Smoothboi Ezra
Photo: Leon McCullough / Courtesy of 23 Media

Smoothboi Ezra’s “Without Me” Mourns Lost Love

Ireland’s Smoothboi Ezra builds a world out of heartbreak on “Without Me”.

There’s a cyclicality to breaking up that, from the very first lines, Smoothboi Ezra knows all too well: “I thought I was close to healing / Until I saw you this evening.” They’re plain words the Irish non-binary singer builds a world out of—fixated on the other lover, turning over hypotheticals in their mind, cutting their hair to be a new person—where each event becomes a reminder that this isn’t the life you had hoped for, a new iteration of heartbreak. The guitars trudge along and whine dejectedly, flatly; constant pain has a way of numbing everything into apathy.

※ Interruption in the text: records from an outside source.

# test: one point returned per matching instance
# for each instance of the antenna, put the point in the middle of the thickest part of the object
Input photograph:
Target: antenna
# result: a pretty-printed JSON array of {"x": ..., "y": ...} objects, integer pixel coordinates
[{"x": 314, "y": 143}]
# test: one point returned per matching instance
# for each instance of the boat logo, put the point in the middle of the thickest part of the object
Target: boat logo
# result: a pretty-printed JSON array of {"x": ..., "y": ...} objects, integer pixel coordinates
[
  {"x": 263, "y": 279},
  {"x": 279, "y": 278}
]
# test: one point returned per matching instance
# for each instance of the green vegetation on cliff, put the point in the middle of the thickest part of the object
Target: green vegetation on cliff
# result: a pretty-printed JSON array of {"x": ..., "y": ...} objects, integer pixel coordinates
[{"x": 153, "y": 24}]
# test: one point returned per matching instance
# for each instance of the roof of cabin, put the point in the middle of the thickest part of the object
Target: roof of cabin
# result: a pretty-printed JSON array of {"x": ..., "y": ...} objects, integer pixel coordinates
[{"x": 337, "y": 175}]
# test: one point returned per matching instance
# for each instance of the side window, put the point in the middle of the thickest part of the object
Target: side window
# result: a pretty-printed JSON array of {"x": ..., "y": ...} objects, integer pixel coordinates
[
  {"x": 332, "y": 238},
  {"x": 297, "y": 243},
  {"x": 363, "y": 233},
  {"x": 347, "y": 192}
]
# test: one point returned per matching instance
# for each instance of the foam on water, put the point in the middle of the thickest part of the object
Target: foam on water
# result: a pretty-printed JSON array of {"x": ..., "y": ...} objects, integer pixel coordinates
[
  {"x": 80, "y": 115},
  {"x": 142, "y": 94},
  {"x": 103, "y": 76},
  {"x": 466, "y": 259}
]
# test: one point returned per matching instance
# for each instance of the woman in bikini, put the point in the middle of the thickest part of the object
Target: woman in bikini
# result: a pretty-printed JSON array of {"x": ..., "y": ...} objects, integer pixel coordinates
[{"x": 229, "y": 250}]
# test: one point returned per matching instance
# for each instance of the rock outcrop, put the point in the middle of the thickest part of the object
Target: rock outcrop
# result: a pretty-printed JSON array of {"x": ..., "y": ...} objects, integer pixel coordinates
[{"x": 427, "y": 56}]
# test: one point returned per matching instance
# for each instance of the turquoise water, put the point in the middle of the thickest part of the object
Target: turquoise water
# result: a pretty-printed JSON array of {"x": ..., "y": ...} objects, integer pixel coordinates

Everything, of course, except for that one person missing, so when Ezra finally musters the courage to talk to their ex—their voice torn between regret, bitterness, wryness, and sincerity (“I don’t mind / Don’t stop living your life”)—it feels like a storm in comparison. The guitars grind their teeth together, cymbals crash as if they were dream-house windows being shattered. And after taking the blame for the break-up, Ezra is left picking the pieces back up, resigned: “I’ll just sleep alone tonight.”